Dawson’s brisk 15-minute walk with Taurus sets him up for a day that begins at 7 a.m. at Desilu studios and seldom finds him home before 7 in the evening.
The children are tended by an English nanny who was Dawson’s housekeeper in Blighty during the actor’s bachelor days. They also have a lady who comes in to clean every day, another woman comes in to cook whenever the Dawsons entertain.
This same domestic arrives every afternoon at 3 p.m. to prepare dinner because Diana refuses to cook.
“I’m a good cook,” Dawson boasts. “I was away from home in the merchant marine at 14.
I worked as a waiter, and after opening a thousand cans of beans you begin to take an interest in the culinary arts in self defense. As a waiter I made friends with the chefs and learned some of their tricks.”
The sea still holds an interest for the easy-going Englishman who owns a 24-foot cabin cruiser anchored at Marina del Rey, a half-hour drive from the house by English sports car.
Dawson does some fishing from the boat, but his principal hobby is taking 16 mm. movies of the children, usually built around a little story of his own devising.

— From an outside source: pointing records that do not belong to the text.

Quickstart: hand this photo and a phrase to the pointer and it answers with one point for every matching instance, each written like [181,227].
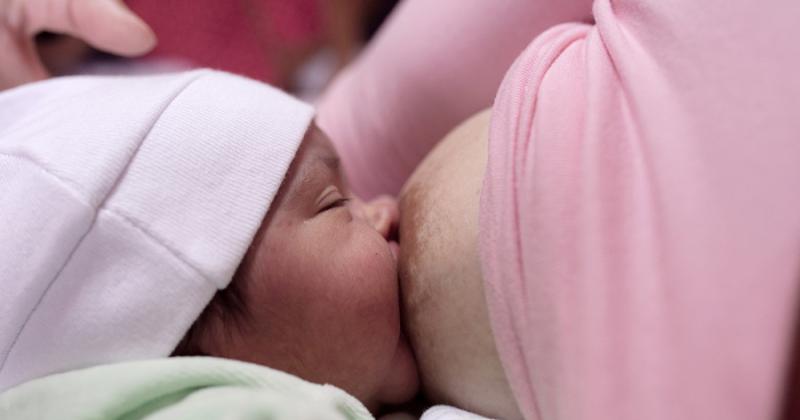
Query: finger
[20,62]
[107,25]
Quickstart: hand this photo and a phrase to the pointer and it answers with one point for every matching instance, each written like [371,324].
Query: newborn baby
[198,213]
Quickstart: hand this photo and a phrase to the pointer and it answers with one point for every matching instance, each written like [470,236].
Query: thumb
[20,61]
[107,25]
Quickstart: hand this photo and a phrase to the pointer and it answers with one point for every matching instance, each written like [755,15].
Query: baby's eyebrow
[332,162]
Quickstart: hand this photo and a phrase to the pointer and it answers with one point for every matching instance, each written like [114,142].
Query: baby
[192,214]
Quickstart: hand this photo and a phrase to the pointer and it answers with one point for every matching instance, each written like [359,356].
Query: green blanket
[178,388]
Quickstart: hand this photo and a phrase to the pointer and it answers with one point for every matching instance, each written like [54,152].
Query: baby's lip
[395,248]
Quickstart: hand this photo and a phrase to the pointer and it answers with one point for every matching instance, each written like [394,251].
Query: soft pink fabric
[640,216]
[432,65]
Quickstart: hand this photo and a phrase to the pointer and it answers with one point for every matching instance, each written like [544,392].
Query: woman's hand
[107,25]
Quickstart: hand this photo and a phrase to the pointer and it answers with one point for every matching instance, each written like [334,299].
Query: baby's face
[321,286]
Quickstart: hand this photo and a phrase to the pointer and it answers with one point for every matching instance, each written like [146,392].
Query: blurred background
[297,45]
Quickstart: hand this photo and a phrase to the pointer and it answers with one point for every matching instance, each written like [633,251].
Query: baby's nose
[383,214]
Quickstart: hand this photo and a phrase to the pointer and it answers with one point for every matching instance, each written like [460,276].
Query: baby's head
[316,294]
[211,218]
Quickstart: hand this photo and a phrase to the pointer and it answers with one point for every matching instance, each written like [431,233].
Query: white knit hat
[125,204]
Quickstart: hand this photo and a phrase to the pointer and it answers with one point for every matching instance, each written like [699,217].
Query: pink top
[432,65]
[640,217]
[640,221]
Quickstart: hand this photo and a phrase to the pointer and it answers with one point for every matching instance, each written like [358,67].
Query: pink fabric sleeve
[640,220]
[432,65]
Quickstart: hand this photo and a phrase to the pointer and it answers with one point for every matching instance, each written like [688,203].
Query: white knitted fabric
[125,204]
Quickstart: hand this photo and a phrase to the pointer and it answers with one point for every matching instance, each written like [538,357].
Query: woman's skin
[445,310]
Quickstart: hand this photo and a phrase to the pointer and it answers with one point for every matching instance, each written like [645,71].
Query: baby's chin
[402,382]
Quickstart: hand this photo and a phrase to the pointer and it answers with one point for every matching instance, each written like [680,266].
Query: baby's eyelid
[331,198]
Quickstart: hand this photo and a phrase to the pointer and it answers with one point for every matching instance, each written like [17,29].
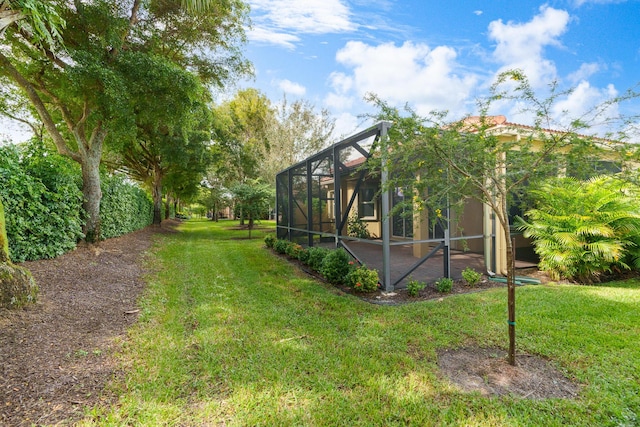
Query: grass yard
[232,335]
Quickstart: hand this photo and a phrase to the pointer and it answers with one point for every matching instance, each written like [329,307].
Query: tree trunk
[4,242]
[17,286]
[511,283]
[92,196]
[156,194]
[167,206]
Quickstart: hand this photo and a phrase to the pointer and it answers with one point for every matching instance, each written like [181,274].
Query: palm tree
[17,286]
[582,229]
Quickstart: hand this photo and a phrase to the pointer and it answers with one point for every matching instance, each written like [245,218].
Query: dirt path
[57,356]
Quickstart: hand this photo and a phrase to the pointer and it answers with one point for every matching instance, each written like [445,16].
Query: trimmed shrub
[124,208]
[281,245]
[270,240]
[582,229]
[316,257]
[335,266]
[471,277]
[303,256]
[293,250]
[42,200]
[414,287]
[444,285]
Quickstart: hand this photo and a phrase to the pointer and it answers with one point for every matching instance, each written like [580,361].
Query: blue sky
[437,55]
[440,55]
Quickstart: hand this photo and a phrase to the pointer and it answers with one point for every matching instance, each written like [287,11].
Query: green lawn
[232,335]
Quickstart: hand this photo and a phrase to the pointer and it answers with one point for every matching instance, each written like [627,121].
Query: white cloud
[587,103]
[578,3]
[426,78]
[346,124]
[263,35]
[338,102]
[522,45]
[341,82]
[584,72]
[292,88]
[277,21]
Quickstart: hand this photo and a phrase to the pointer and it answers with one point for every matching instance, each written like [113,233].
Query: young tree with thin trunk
[444,163]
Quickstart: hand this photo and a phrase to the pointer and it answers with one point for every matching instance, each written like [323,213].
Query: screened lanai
[332,199]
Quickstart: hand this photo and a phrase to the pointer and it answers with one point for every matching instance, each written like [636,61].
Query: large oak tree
[81,93]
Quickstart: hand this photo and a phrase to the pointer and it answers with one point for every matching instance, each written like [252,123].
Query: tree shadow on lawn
[474,369]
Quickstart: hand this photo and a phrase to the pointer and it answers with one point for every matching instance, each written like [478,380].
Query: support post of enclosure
[386,194]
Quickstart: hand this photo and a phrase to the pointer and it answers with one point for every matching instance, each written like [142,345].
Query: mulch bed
[57,356]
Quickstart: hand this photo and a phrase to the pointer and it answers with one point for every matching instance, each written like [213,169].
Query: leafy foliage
[281,245]
[252,200]
[582,229]
[363,279]
[316,257]
[42,203]
[414,287]
[125,207]
[335,266]
[471,277]
[270,240]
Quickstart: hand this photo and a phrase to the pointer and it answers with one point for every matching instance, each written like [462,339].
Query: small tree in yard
[252,199]
[17,286]
[448,161]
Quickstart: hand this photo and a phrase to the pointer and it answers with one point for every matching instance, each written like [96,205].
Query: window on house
[367,206]
[331,195]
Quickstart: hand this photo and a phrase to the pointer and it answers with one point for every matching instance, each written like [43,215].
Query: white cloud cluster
[522,45]
[426,78]
[280,21]
[291,88]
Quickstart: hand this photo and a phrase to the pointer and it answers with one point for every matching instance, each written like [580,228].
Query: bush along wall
[42,197]
[125,207]
[42,200]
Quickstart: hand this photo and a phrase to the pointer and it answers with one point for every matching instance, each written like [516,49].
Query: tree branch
[39,106]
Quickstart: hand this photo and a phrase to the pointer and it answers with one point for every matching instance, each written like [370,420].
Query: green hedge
[42,203]
[125,207]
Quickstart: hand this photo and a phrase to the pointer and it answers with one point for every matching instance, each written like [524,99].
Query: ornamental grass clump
[471,277]
[270,240]
[303,255]
[316,256]
[444,285]
[293,250]
[414,287]
[363,279]
[335,266]
[281,245]
[584,229]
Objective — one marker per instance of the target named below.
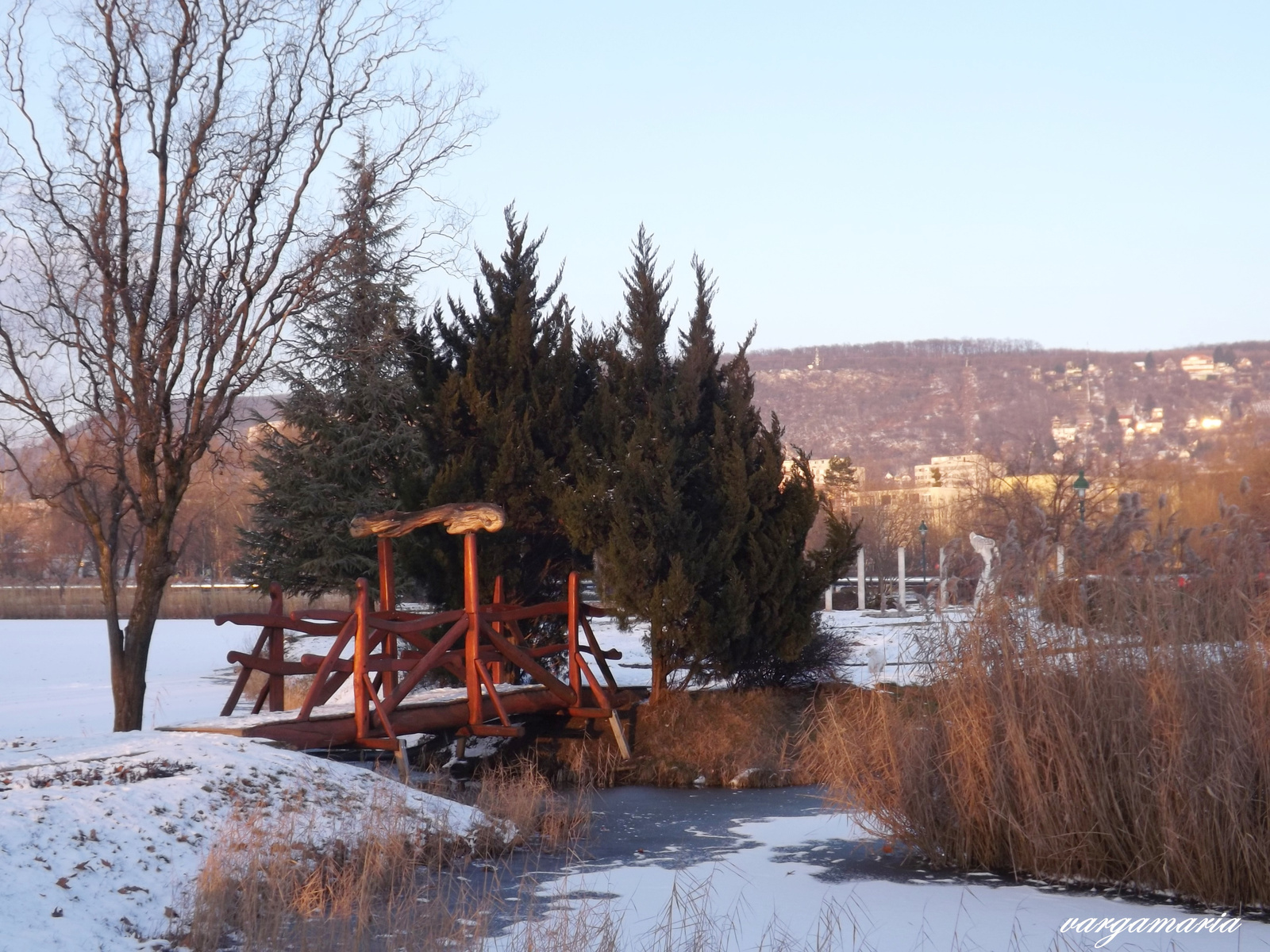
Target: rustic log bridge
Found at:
(393, 651)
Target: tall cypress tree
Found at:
(694, 520)
(348, 442)
(501, 425)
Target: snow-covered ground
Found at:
(101, 837)
(780, 885)
(892, 647)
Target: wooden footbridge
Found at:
(483, 647)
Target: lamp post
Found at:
(1081, 486)
(921, 531)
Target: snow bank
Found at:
(101, 837)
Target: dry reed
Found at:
(1140, 758)
(268, 881)
(544, 818)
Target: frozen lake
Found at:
(757, 865)
(56, 681)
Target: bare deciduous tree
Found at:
(164, 213)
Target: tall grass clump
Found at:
(275, 884)
(1132, 748)
(718, 738)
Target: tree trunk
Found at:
(660, 672)
(130, 649)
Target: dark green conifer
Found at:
(695, 524)
(501, 427)
(346, 441)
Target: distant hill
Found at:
(891, 405)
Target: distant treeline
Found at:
(838, 355)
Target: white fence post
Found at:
(899, 603)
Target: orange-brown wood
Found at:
(471, 605)
(391, 655)
(361, 702)
(575, 676)
(277, 647)
(387, 603)
(495, 670)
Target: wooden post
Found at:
(575, 668)
(860, 579)
(387, 603)
(361, 702)
(471, 605)
(899, 573)
(944, 577)
(277, 647)
(495, 668)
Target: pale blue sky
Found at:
(1083, 175)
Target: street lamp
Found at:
(922, 531)
(1081, 486)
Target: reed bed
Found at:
(1072, 754)
(178, 602)
(745, 738)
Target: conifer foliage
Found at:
(348, 440)
(694, 520)
(510, 390)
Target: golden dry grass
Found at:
(722, 735)
(268, 884)
(1138, 758)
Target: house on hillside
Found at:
(1064, 433)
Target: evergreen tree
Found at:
(348, 442)
(508, 393)
(692, 520)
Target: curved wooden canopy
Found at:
(457, 518)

For Mark’s last birthday the entire cast of “Hogan’s Heroes” appeared to take part.
The family pool is spacious and Dawson manages a swim six days a week in foul weather
and fair. Both boys have been swimming since they were six months old.
Because Dawson bad a bit of a rough go as a youngster, inheriting his clothes from an older brother, he has become something of a dandy now that he can afford a wardrobe.
“I’m very extravagant about clothes,” he admits cheerfully. “I pay about $250 for my suits and I have dozens of them and sports jackets and slacks as well. But I've been building my wardrobe over the years.”
Dawson, who appeared in character roles in movies and television before “Hogan’s Heroes,” is delighted with the show’s success — especially since he is being recognized on his own now and no longer identified as Diana Dors’ husband.


He wasn’t Mr. Dors for much longer. She dumped him and her kids and headed back to England where she remarried in 1968. She died, still being compared to Marilyn Monroe, and not for any acting ability. Their life was dramatised in a British mini-series, “The Blonde Bombshell” (1998)

Dawson, meanwhile, carved himself a little niche in daytime TV history. Fans ignored his self-professed arrogance and played along with a simple game that blended instant thought, suspense and curiosity (about how well the viewer guessed the right answer). And comic stupidity if you were lucky. If 100 people were surveyed about the best game-show hosts of the 1970s, Richard Dawson’s name would have to be in the top answers.